Threat Prevention Tips
While phishing can be a cunning adversary, some points can help keep it at bay:
- Are employees over-sharing online? People working for your organization could be over-sharing information on the internet, both from an organizational and a personal standpoint. Inform employees about the risk associated with these activities. The most successful attackers spend significant time researching their targets by looking into their online footprint and then use this information to create highly customized messages, making them more likely to succeed.
- Keep tabs on your typo-squatted domains. A typo-squatted domain looks very similar to the domain an organization uses, but it is slightly altered by swapping characters, for example, turning a small “L” into a capital “i.” Sometimes vowels switch location, characters are omitted and other tricks are used to make our eyes read a believable domain name. Most people overlook these small changes, and attackers know it. Organizations should check to see if any typo-squatted domains are attempting to impersonate theirs. If any are found, it is wise to proactively purchase them so attackers cannot. If the typo-squatted domain is already registered to another person, it is recommended to block those domains from communicating with your networks.

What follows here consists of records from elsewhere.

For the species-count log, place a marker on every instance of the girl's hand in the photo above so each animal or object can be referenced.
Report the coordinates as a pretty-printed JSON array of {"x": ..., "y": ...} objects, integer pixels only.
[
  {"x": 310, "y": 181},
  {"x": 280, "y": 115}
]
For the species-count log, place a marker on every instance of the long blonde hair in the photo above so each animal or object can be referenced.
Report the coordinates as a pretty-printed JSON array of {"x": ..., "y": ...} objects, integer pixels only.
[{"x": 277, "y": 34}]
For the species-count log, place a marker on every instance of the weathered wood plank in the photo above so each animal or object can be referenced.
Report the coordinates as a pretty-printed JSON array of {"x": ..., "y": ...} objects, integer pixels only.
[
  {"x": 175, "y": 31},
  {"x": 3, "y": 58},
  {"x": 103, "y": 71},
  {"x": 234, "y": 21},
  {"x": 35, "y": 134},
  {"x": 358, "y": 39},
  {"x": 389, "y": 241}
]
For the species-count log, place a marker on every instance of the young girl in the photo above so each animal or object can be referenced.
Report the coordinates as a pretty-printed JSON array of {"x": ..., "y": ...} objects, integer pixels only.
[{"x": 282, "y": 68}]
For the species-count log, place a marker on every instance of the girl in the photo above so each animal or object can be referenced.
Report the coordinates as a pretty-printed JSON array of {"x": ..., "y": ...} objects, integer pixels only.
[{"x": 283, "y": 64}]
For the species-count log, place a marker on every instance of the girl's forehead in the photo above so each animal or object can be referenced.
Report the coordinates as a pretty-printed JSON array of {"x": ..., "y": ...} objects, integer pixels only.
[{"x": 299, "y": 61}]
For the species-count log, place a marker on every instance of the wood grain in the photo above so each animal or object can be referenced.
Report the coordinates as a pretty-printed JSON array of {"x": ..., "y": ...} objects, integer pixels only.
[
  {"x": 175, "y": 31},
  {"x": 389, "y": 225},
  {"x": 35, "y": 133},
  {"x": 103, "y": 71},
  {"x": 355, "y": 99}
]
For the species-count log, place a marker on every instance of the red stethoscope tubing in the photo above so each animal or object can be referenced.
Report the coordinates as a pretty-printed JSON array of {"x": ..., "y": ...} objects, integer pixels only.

- Test employees regularly. While it’s great to train employees on how to spot phishing emails, security teams should also provide the opportunity to spot and report suspicious emails through regular test campaigns.
- Routinely provide role-based employee education with updated phishing techniques used by attackers — some of the intelligence in this blog may be helpful in crafting training with up-to-date information. Warn employees to be aware of emails that create a sense of urgency or come from an external address.
- Implement email banners that will flag messages coming from outside the organization to allow employees to identify potentially fake CEO or CFO emails.
- Disable the ability to launch macros from an email attachment.
- Use email security controls to flag potentially malicious emails coming from blacklisted domains, emails containing disabled attachments or emails from typo-squatted domains.
- Use a layered approach to security and consider including behavioral analysis. A layered approach is more likely to detect threats such as zero-day malware, and adding behavioral components is easy with an advanced user behavior analytics (UBA) solution to help detect suspicious internal activity via your company’s security information and event management (SIEM) solution.
Expect Trouble and Respond Effectively
Since someone is bound to click on a malicious link or attachment, organizations must place added focus on response and assume that user devices can and will be compromised. That is why it is important to:
- Limit user privileges attributed to each user group so that each employee can only access what is needed for their actual work.
- Ensure proper adaptation of security technology and procedures to detect endpoint compromise.
- Review network segmentation to effectively limit moving from one area to another.
- Have an incident response and management plan in place for scenarios big and small.